Fersa - Lip-Synchronous Facial Animations

by Henk Nieland


Procedures to create lip-synchronous facial animations have been time consuming, costly and non-automatic. The central goal of the FERSA project (Facial Expression Recognition as a driver for real-time lip-synchronous Speech Animation) was to develop a means to automate this procedure for use in a television post-production environment. FERSA was sponsored by the Dutch Ministry of Economic Affairs and Valkieser Ltd, a post-production company in the Netherlands.

In contrast to much other work in this area FERSA doesn't put the emphasis on the synthesis of facial expressions, but on analyzing (sequences of) mouth shapes needed to produce a given text. Computer vision techniques were employed to automatically process and analyze video images of a narrator and to identify the necessary mouth positions needed to reconstruct a lip synchronous animation using the narrator's original sound track.

The developed system is composed of two main modules (Figure 1):

Module I is trained by having the narrator read a phonetically rich text in front of the camera. The images are analyzed and the narrator's characteristics are extracted for later classification of any general text input. If the training script is chosen correctly the system can be used for different languages. From research it appears that a small set of some 20 mouth shapes suffices to represent the basis set of mouth shapes necessary to reconstruct a convincing speech animation.

Module II, the reconstruction module, is presented with a string of indentifiers, analogous to a musical score, each identifier specifying a recognized mouth shape, one for every analyzed video frame. This module works in one of two ways, either the "flipbook" approach or the facial model approach. For the flipbook animation one only has to fetch images from some storage medium and to display them. In the facial model approach a parametrized model of some speaking entity is used. In this case, every recognized mouth shape is mapped to parameter settings for the facial model which then uses them to produce an image corresponding to the mouth shape.
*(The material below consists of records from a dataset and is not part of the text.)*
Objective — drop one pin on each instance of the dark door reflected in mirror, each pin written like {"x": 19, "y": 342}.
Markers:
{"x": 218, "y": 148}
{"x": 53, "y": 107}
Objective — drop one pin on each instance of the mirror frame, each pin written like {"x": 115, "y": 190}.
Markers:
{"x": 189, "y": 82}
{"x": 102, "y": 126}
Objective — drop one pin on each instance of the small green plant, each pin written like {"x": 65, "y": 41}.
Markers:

To date the project has resulted in a tool which can greatly simplify the production of lip-synchronous animations. Possible further extensions are feature detection under varying lighting conditions without using make-up, and recognition of basic facial emotion expressions. These tasks will demand further research into the applicability of aspects including active contours, neural nets and optical flow analysis. This could lead to the construction of a tool for "performer driven" animations, or a tool for tele-conferencing on relatively cheap systems with low-bandwidth communication channels through image analysis at the sending side and image reconstruction an the receiving side.